How times change. In 1992, when Bill Clinton was elected to the White House, the Washington, DC, establishment was surprised. It had been expected that President George HW Bush would get a second term. Part of the reason for this was that the American capital city was comfortable and familiar with Bush, whether they backed him on individual policies or otherwise. He was a likeable man, a war hero and a pillar of American public life. His father, Prescott Bush, had been a Senator as far back as the 1950s.
In contrast, Bill Clinton was a nobody: A relatively unknown Governor from the southern state of Arkansas, with no illustrious family biography. While Clinton was a Rhodes scholar and a good communicator, the fuddy-duddy Washington, DC, set, still a remnant of the so-called “Greatest Generation” that fought and won World War II, didn’t know what to make of someone who identified with the zeitgeist of the 1960s, with the beatniks, rock-and-roll and the Beatles. Indeed, the Indian Ambassador in the United States in 1992, the venerable Siddhartha Shankar Ray, was so much at home with the Republican aristocracy and the Bush crowd that he was barely in touch with the Clinton team. He had sent reports to New Delhi confidently predicting re-election for President Bush. That absence of outreach to an outsider candidate was to cost India in Mr Clinton’s first term. It taught the Indian Embassy valuable lessons. In no future election have Indian diplomats not covered all flanks.
In 1992, Clinton and his wife, Hillary – who was clearly going to have more of a policy role than previous first ladies, particularly on health care reform – seemed to represent a political counterculture. Gradually, over two presidential terms and then Clinton’s stints as a Senator and at the State Department (as Secretary of State), Washington, DC, socialised them. They became part of the establishment.
Ironically, the Clintons and the Bushes are friends now. Clinton has worked closely with the man he defeated in 1992 in several post-retirement public initiatives and sees him as a father-like figure. More substantially, as centre-right Democrats, the Clintons have an appeal for Republicans unhappy with Donald Trump’s populism and of course Barack Obama’s constituency to the left.
This makes Clinton the establishment candidate for the 2016 presidential election. Should she get elected in November, she will have little difficulty settling into office in January. The Beltway will rally around her. A plethora of bipartisan talent will be available for her to pick from, given many old-school Republican policy wonks are gravitating towards the Clinton corner and distancing themselves from Trump.
Yet, this very fact, that she is so establishmentarian and perceived as so much of a Washington, DC, insider is also and paradoxically Clinton’s greatest disadvantage. This is especially so in an angry, acrimonious election, where disaffection, economic uncertainty, identity and inequality have been mixed into a heady cocktail of class war and patriotism.

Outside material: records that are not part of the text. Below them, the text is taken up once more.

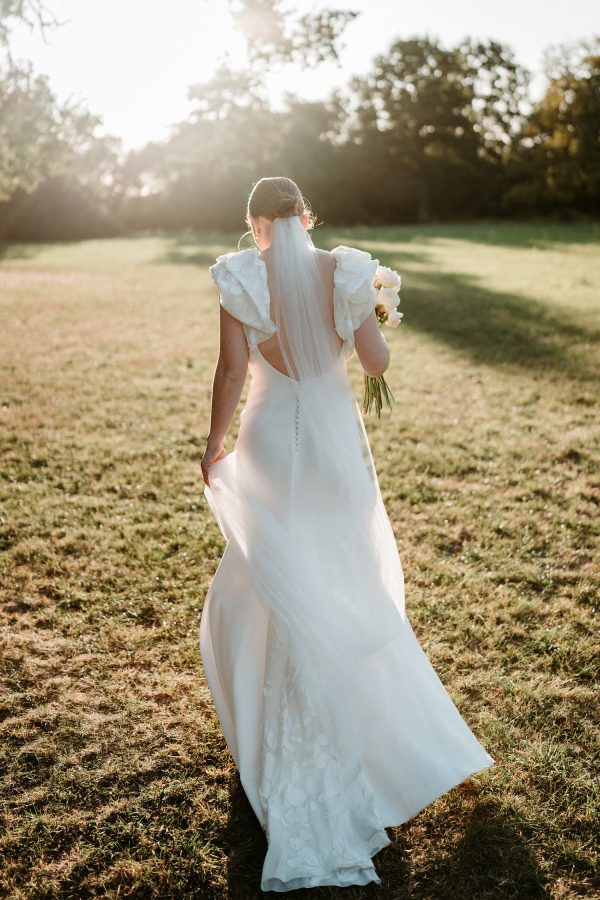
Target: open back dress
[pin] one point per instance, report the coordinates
(332, 712)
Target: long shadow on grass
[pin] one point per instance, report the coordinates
(497, 328)
(200, 249)
(491, 859)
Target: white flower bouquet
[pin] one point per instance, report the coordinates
(387, 284)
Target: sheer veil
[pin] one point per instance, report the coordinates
(317, 547)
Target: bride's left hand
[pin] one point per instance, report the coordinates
(211, 456)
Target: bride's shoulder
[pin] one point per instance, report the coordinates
(235, 261)
(353, 267)
(351, 256)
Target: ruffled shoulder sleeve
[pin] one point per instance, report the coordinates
(243, 291)
(354, 295)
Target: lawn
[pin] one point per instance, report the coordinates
(116, 780)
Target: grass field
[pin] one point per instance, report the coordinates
(116, 780)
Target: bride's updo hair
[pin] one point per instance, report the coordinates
(277, 198)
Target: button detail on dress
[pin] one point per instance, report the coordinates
(297, 422)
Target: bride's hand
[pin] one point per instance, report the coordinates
(212, 454)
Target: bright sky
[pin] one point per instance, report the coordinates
(131, 61)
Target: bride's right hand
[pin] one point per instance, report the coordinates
(211, 456)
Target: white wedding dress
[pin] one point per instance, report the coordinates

So how will November go? With three months left, a lot could change and the polling numbers are still indecisive. The demographics would suggest a victory for Clinton, given Trump has put off so many categories, from minorities to women. Even so, there are a few imponderables. Trump leads among white males by a long way. Among white women, considered Clinton’s loyal vote, the Democratic candidate’s lead is much smaller than expected. Blacks are unlikely to vote for Trump with any great enthusiasm but unlikely to turn up for Clinton with the fervour they showed for an Obama candidacy or perhaps even for Bill Clinton in the 1990s.
Trump has taken great trouble to insult and alienate Hispanic voters. Having said that, on issues of religious conservatism, the economy and welfare, sections of Mexican and Cuban origin voters have tended to move right. George W Bush took a slice of this vote in 2000 and 2004. Can Trump recover some ground here, especially if he sells himself as a leader equipped to combat terrorism? Even a small shift can make a difference in a close race.
So bizarre is this election that pollsters are openly saying “unforeseen events” could influence the verdict – a euphemism for a violent or terror attack. As an American friend said recently, every major shooting incident in the US is being scrutinised closely. Is it a white man attacking minorities such as gays? Is it a black person attacking whites and law enforcement officers? Is it an immigrant or descendant of a recent immigrant attacking anybody? Is the assailant someone with a vaguely Muslim name? Ghoulish as it appears, each of these has a different electoral implication and will be used differently by either Trump or Clinton.